Es ist also gut möglich, dass Space das nächste Hype-Thema wird – wenn der Enthusiasmus für KI einmal erlahmt.

Auch innerhalb von Musks Firmenuniversum verschieben sich die Gewichte langsam, aber sicher: SpaceX hat gemäss Bloomberg bereits einen Unternehmenswert von 200 Milliarden Dollar. Diese Zahl beruhe auf dem Preis, zu dem Angestellte und Risikokapitalgeber ihre SpaceX-Aktien vermutlich bald an Dritte verkaufen dürfen.

200 Milliarden Dollar Firmenwert

SpaceX brauche kein neues Kapital, es gehe lediglich darum, dass bestehende Investoren Kasse machen könnten, so Bloomberg. Die 200 Milliarden Dollar vergleichen sich mit Teslas Börsenwert von rund 550 Milliarden Dollar.

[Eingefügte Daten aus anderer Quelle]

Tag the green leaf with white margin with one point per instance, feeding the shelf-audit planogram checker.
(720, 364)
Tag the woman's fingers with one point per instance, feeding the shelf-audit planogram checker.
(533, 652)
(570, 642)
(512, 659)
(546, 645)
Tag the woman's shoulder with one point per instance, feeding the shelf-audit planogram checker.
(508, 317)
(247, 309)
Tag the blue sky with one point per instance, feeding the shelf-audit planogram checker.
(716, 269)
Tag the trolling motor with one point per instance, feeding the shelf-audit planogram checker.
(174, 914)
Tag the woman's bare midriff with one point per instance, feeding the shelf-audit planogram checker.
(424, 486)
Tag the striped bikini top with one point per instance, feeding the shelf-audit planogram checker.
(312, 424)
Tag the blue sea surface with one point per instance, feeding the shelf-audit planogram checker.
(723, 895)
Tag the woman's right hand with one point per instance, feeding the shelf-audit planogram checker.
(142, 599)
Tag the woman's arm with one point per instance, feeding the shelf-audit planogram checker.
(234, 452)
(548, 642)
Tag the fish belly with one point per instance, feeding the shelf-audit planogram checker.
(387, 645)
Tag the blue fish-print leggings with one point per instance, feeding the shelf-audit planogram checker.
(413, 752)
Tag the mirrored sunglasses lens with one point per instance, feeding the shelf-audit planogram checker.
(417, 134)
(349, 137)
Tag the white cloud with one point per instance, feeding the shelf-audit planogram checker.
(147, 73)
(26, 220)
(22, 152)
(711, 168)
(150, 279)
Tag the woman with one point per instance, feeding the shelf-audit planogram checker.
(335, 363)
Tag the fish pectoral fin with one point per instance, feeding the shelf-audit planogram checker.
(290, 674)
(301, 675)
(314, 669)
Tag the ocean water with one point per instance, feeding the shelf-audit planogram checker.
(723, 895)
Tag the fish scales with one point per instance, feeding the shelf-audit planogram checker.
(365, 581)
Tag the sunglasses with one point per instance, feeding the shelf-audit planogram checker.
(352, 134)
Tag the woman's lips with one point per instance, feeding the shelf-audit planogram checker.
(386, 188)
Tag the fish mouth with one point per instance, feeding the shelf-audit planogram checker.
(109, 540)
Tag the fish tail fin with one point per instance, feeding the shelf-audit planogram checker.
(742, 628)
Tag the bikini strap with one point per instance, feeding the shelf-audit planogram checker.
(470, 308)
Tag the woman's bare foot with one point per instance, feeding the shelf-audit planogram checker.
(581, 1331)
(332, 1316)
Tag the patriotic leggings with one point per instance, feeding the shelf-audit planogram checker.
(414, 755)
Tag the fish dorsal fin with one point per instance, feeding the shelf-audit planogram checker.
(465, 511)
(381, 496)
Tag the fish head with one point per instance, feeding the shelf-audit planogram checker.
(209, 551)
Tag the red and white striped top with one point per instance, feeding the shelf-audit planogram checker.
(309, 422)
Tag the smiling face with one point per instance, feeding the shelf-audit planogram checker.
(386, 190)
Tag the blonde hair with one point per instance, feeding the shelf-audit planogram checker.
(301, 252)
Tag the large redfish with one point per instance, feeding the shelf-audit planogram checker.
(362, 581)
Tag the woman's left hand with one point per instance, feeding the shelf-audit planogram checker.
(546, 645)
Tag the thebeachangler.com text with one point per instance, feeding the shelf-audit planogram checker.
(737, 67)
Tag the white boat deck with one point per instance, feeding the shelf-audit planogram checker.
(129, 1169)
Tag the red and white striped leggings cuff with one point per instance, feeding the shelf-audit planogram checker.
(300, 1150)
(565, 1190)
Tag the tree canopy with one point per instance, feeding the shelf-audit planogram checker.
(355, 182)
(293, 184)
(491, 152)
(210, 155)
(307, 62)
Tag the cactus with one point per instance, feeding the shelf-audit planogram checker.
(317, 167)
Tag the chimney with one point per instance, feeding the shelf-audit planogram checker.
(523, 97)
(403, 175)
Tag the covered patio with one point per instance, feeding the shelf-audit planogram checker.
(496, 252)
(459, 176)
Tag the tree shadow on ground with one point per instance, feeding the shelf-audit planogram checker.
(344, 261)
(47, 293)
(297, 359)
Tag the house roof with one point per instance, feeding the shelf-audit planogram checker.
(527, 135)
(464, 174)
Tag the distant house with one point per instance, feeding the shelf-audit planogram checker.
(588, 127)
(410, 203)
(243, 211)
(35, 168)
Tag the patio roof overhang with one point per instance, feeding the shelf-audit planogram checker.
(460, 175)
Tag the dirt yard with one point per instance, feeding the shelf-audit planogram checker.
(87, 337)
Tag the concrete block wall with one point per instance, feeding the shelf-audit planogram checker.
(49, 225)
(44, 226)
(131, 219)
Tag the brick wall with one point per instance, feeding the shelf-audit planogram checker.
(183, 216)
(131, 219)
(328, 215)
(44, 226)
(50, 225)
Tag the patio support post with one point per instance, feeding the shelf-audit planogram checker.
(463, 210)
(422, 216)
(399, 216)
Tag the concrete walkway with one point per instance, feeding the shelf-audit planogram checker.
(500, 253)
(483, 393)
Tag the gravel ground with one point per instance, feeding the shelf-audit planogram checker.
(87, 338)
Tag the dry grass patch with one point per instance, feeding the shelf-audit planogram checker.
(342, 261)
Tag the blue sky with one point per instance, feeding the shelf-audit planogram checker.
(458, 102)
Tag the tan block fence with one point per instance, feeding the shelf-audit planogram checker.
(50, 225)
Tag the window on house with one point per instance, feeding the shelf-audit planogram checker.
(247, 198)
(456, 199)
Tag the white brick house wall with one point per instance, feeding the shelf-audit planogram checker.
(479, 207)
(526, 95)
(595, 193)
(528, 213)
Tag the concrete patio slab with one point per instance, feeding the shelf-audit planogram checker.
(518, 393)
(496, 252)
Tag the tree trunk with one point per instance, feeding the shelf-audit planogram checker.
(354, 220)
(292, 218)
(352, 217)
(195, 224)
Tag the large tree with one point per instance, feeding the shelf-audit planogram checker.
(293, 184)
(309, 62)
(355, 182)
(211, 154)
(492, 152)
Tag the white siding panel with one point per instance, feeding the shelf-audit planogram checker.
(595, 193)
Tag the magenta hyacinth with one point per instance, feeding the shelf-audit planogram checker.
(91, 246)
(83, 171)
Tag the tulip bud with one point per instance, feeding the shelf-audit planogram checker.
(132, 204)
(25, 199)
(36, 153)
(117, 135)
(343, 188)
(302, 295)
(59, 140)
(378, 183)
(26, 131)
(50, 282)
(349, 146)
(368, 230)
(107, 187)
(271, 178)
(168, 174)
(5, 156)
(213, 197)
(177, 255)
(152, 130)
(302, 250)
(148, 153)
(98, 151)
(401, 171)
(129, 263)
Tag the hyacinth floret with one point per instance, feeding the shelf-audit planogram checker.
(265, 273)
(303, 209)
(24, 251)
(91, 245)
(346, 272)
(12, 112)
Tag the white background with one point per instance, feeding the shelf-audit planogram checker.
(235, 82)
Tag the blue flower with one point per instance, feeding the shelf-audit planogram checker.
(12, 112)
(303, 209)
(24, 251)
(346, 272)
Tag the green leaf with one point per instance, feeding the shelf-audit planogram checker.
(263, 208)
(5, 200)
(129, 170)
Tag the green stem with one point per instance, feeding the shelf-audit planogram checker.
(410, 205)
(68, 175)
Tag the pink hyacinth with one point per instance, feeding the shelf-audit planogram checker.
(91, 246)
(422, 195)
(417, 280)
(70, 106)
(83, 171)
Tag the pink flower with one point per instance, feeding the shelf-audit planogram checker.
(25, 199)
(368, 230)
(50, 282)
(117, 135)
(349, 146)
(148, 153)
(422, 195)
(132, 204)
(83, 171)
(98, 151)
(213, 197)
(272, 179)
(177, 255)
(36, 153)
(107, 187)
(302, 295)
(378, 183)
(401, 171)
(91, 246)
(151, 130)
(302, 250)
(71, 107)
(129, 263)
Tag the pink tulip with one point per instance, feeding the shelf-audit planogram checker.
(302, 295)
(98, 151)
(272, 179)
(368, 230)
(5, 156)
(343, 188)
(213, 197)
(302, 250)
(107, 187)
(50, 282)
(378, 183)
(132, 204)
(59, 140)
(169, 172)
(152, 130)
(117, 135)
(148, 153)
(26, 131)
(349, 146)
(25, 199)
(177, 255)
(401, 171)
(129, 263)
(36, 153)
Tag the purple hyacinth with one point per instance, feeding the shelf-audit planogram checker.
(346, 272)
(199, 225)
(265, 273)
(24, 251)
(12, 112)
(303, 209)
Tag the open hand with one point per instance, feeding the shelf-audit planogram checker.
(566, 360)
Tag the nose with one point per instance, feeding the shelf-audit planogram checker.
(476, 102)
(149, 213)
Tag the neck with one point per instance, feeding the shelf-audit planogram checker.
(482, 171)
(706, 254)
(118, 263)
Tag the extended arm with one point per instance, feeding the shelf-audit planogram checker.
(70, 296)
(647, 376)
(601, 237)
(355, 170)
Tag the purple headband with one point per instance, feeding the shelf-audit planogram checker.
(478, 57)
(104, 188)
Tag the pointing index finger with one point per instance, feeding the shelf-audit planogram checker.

Das Wertsteigerungspotenzial ist beträchtlich, denn die neue Superrakete Starship stellt im Urteil von Experten wie Ullrich «einen monumentalen Sprung in der Raumfahrttechnologie dar». Sie habe das Potenzial, die Kosten für den Zugang zum Weltraum drastisch zu senken.

Seine Fähigkeit, bis zu 150 Tonnen Fracht in den erdnahen Orbit zu befördern, und seine vollständige Wiederverwendbarkeit, werden kleineren Unternehmen und Ländern die Türen zur Weltraumwirtschaft öffnen, indem sie die Kosten um schätzungsweise das Zwanzigfache senkten. «Mit dem Starship könnte der Transport in den unteren Erdorbit dereinst kaum mehr kosten als ein Expresspaket nach Amerika», sagt Ullrich.

Bevor sich Elon Musk den Zugang in die Raumfahrtbranche mit der Brechstange öffnete, war diese fest in der Hand von staatlichen Agenturen, allen voran die Nasa in den USA und die ESA in Europa. Sie arbeiteten primär mit grossen Unternehmen wie etwa Boeing zusammen, die sich sklavisch an die vielen staatlichen Vorschriften hielten.

Dann kam Musk und forderte seine Ingenieure ausdrücklich dazu auf, sämtliche Auflagen bloss als Empfehlungen zu behandeln. Die einzigen Gesetze, die er gelten lässt, sind die Gesetze der Physik.

«Move fast, blow things up, repeat»

Bei der Entwicklung seiner Raketen nimmt Musk gerne deren Explosion in Kauf, wenn er dadurch die Lernkurve beschleunigen kann. Sein Biograf Walter Isaacson bringt das in der Formel auf den Punkt: «Move fast, blow things up, repeat.»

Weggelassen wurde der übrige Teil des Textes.